Institutional religion is by its nature conservative, not politically but philosophically and practically. Holding on is continuity and coherence, moving on can be a kind of letting go.
As the 1950s slid into the civil rights era of the 1960s, churches struggled to keep a balance between the drama of the most idealistic beliefs and the pragmatics of congregational support. It was, in some ways, a repeat of what had happened a century earlier in the fight against slavery. As it was back then, the response for many churches was a bland silence.
But that was not enough for some in the 1960s, as Christian and Jewish leaders took to the pulpits and the streets and almost shamed their congregants into standing up for right. In the long run, it worked, and we can see the progress that has been made.
Yet nothing is forever, especially in the social tides.

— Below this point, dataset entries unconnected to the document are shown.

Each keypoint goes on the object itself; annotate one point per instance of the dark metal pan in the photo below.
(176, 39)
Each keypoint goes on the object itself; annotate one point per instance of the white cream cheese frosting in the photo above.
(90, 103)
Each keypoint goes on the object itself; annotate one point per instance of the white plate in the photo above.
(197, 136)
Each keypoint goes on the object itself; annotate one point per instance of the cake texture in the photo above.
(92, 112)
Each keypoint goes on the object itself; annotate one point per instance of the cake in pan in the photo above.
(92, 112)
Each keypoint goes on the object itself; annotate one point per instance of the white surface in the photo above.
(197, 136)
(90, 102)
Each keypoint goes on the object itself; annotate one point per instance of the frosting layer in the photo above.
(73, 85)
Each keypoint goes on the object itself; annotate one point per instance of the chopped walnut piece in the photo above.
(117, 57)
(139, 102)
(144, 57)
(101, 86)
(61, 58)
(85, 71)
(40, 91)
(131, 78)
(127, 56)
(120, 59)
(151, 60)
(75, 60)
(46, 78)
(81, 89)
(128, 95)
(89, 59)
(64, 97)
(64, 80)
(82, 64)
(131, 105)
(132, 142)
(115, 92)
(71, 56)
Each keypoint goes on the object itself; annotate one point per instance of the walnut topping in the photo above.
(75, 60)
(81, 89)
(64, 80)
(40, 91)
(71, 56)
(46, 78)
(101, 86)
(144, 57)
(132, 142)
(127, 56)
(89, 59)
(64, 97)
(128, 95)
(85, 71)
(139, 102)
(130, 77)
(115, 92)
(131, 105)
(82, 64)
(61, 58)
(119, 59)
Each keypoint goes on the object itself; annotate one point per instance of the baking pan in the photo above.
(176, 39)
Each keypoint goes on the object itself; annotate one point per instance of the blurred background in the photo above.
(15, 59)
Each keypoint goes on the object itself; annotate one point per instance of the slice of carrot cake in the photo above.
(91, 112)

Every day serves up another story, some very clear, some more subtle, all of them pointing to racists among us, even in Congress, even in middle schools.
Those politicians, those bureaucratic executives, those middle schoolers, many of them claim religious affiliation, many of them attending church or synagogue. Leaders and pastors are not to blame when messages and exhortations of tolerance don’t get through to hard-headed, hard-hearted faithful listeners. But when they don’t speak up at all—pointedly, regularly and loudly—then they are shirking their mission and responsibility. If they see something, they must say something.